Dollar am Morgen Märkte

Immer noch keine Ernüchterung

am
6. September 2019

EUR USD (1,1035)             Wieder einmal scheinen sich die USA und China im Handelskrieg aufeinander zuzubewegen. Zumindest sollen die Gespräche im Oktober wieder aufgenommen werden, wenn man dem jüngsten Telefonat zwischen dem chinesischen Vizepremier Liu He und US-Finanzminister Steven Mnuchin sowie dem US-Handelsbeauftragten Robert Lighthizer, das gestern früh stattfand, Glauben schenken möchte.
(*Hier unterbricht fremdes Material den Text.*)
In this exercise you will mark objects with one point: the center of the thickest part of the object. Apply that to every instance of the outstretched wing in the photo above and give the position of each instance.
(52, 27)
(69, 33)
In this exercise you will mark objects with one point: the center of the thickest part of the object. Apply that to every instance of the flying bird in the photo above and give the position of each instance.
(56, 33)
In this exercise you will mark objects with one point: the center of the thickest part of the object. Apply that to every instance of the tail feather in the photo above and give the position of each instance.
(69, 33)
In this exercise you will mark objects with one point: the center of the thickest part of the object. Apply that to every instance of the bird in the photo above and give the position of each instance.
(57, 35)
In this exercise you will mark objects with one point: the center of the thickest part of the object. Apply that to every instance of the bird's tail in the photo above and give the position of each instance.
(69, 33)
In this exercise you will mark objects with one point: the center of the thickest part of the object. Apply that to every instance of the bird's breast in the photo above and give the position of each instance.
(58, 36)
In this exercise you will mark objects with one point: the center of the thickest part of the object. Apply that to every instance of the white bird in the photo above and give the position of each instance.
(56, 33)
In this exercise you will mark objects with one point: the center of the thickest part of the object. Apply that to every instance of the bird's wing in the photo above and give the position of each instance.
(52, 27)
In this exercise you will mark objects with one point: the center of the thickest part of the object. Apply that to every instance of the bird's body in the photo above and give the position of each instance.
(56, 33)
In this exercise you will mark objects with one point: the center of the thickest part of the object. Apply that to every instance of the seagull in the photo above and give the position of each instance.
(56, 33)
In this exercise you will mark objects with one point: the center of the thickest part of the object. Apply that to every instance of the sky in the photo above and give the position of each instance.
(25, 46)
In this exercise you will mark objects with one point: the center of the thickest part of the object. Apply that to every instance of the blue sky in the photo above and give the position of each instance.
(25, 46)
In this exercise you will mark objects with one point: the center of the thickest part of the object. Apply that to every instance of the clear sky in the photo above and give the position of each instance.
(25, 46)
Immerhin: Der Sprecher des chinesischen Handelsministeriums Gao Feng verkündete im Rahmen einer Pressekonferenz, dass die beiden Delegationen [Chinas und der USA] bei den für Oktober geplanten Verhandlungen wesentliche Fortschritte anstreben würden.

 

Ist es dieses Mal ernst?

Und weil chinesische Beobachter den Begriff „substantial progress“ in offiziellen Statements normalerweise recht selten erwähnt finden, machte sich in den Finanzmärkten einmal mehr die Hoffnung auf einen Durchbruch bei den geplanten Gesprächen breit. Begleitet von Analystenkommentaren, die davon ausgehen, dass die USA ihre für Dezember angekündigten Strafzölle auf China-Importe im Volumen von 175 Mrd. USD aussetzen könnten, sofern China im Gegenzug Agrargüter von den USA abkaufen würde.

Ja, das mit den Sojabohnenkäufen hatten wir in diesem Jahr bereits zweimal. Aber es ist immer wieder erstaunlich, wie euphorisch sich die Finanzmarktteilnehmer gerieren, sobald im US-chinesischen Handelskonflikt nur ein bisschen Gesprächsbereitschaft aufkommt. Aus Erfahrung wissen wir: Ein einziger Tweet von US-Präsident Donald Trump kann all diese gutgemeinten Absichten in Minutenschnelle zum Platzen bringen.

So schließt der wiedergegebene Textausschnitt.